Somebody far worse than Trump could have trodden the path he took to power, and Twitter outbursts and trannies in the military would be the absolute least of our worries. Hillary really could be in jail instead of flogging her book of excuses, and the leaders of Antifa and BLM lying in hospital contemplating life in a wheelchair. If you think the decency of the American people and the robustness of the political system would prevent such an outcome, think again. In an era of Executive Orders, a weaponised IRS, politicised appointed judges, and a president with a pen and a phone, there’s an awful lot resting on the decency of Trump. Now there’s a thought.
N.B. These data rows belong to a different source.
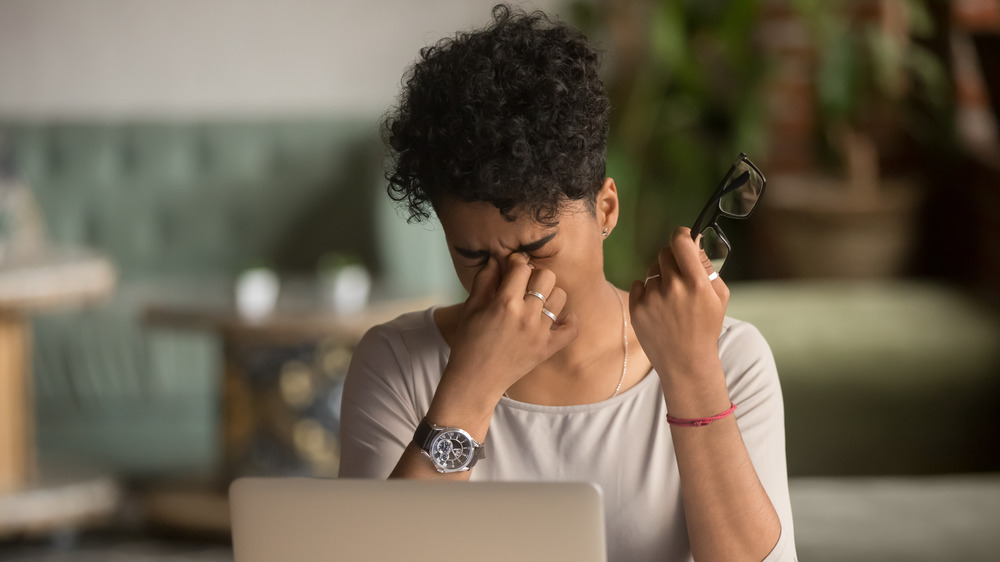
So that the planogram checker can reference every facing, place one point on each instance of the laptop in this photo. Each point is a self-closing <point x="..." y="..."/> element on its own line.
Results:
<point x="304" y="520"/>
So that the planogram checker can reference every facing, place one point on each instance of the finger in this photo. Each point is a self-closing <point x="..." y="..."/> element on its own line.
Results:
<point x="515" y="281"/>
<point x="667" y="263"/>
<point x="541" y="281"/>
<point x="722" y="290"/>
<point x="686" y="255"/>
<point x="485" y="283"/>
<point x="705" y="262"/>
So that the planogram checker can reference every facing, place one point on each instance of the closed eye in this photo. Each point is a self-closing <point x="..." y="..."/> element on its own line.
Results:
<point x="531" y="249"/>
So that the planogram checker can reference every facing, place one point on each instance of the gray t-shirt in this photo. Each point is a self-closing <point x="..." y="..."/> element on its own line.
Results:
<point x="623" y="444"/>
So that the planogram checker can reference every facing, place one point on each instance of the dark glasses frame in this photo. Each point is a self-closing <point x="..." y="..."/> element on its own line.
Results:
<point x="709" y="216"/>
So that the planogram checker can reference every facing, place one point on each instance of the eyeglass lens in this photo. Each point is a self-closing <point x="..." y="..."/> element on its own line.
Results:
<point x="742" y="192"/>
<point x="715" y="248"/>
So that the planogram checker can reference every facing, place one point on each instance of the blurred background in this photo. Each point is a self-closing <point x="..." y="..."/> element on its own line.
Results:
<point x="194" y="234"/>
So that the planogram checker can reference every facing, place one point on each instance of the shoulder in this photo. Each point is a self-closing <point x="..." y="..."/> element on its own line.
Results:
<point x="747" y="359"/>
<point x="408" y="330"/>
<point x="404" y="356"/>
<point x="742" y="338"/>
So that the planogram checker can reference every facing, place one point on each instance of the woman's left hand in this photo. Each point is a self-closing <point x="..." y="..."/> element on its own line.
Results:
<point x="677" y="312"/>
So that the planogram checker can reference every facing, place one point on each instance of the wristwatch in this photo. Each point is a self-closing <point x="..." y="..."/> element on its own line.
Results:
<point x="450" y="449"/>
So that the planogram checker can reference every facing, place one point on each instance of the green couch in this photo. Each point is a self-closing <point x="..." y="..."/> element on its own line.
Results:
<point x="189" y="203"/>
<point x="881" y="378"/>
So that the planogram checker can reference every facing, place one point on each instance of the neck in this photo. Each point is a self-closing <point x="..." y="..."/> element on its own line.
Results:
<point x="589" y="368"/>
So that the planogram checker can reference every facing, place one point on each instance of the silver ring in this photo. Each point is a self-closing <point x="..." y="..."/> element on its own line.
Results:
<point x="540" y="296"/>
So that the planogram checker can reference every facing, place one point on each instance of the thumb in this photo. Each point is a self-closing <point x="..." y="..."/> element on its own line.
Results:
<point x="485" y="283"/>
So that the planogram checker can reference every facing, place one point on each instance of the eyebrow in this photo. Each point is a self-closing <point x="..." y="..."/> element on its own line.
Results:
<point x="529" y="247"/>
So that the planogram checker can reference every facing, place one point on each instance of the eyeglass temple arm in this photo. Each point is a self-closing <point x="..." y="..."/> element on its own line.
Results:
<point x="710" y="208"/>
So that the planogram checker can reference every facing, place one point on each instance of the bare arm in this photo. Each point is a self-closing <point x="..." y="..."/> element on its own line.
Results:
<point x="678" y="318"/>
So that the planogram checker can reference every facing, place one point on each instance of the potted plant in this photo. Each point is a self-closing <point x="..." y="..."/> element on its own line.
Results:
<point x="856" y="217"/>
<point x="685" y="86"/>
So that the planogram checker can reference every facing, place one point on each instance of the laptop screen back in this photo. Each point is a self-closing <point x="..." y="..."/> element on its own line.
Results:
<point x="277" y="519"/>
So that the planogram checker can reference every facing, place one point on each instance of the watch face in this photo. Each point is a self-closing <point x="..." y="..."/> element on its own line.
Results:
<point x="452" y="449"/>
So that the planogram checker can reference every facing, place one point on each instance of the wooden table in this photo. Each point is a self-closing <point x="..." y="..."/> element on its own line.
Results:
<point x="278" y="373"/>
<point x="52" y="278"/>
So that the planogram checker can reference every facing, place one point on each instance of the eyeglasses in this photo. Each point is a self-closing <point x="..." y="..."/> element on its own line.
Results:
<point x="736" y="197"/>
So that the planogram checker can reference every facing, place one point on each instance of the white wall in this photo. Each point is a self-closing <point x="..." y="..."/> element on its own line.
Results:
<point x="65" y="58"/>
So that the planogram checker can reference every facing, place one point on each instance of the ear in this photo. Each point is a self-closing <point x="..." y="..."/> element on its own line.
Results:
<point x="606" y="207"/>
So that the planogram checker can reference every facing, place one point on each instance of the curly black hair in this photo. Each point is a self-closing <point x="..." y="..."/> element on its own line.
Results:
<point x="514" y="114"/>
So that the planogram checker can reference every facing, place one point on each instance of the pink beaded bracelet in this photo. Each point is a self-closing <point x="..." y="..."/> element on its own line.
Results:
<point x="698" y="422"/>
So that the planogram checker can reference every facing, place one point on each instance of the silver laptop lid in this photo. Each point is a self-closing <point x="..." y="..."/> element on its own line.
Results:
<point x="304" y="520"/>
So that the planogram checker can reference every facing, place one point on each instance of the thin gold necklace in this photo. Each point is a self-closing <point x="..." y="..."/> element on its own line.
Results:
<point x="624" y="340"/>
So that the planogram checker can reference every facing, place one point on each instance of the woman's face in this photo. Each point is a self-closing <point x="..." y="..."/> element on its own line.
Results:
<point x="572" y="248"/>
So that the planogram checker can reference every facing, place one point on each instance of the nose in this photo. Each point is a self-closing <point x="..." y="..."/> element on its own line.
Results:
<point x="504" y="261"/>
Alarmingly, the political classes haven’t learned anything and seem determined to compound their mistakes. If they succeed in their efforts to force Trump from office by fair means or foul, what lesson do you think future political leaders will draw from it? They will assume the game is rigged and merely winning an election is not enough to hold power, and will do everything they can to ensure they cannot be unseated in a similar manner. If you conspire to get rid of a fairly elected president simply because you dislike him, expect the next guy to be a lot more savvy and interested in self-preservation over and above everything else.
In 2016 Americans dodged a bullet they never saw coming, and are fortunate it’s Donald Trump that now occupies the White House instead of someone much worse. If they have any sense, they’ll allow him to see out his term and leave office peacefully. If they don’t, historians may come to view this supposedly dangerous white supremacist as one of the most benign presidents of the 21st century.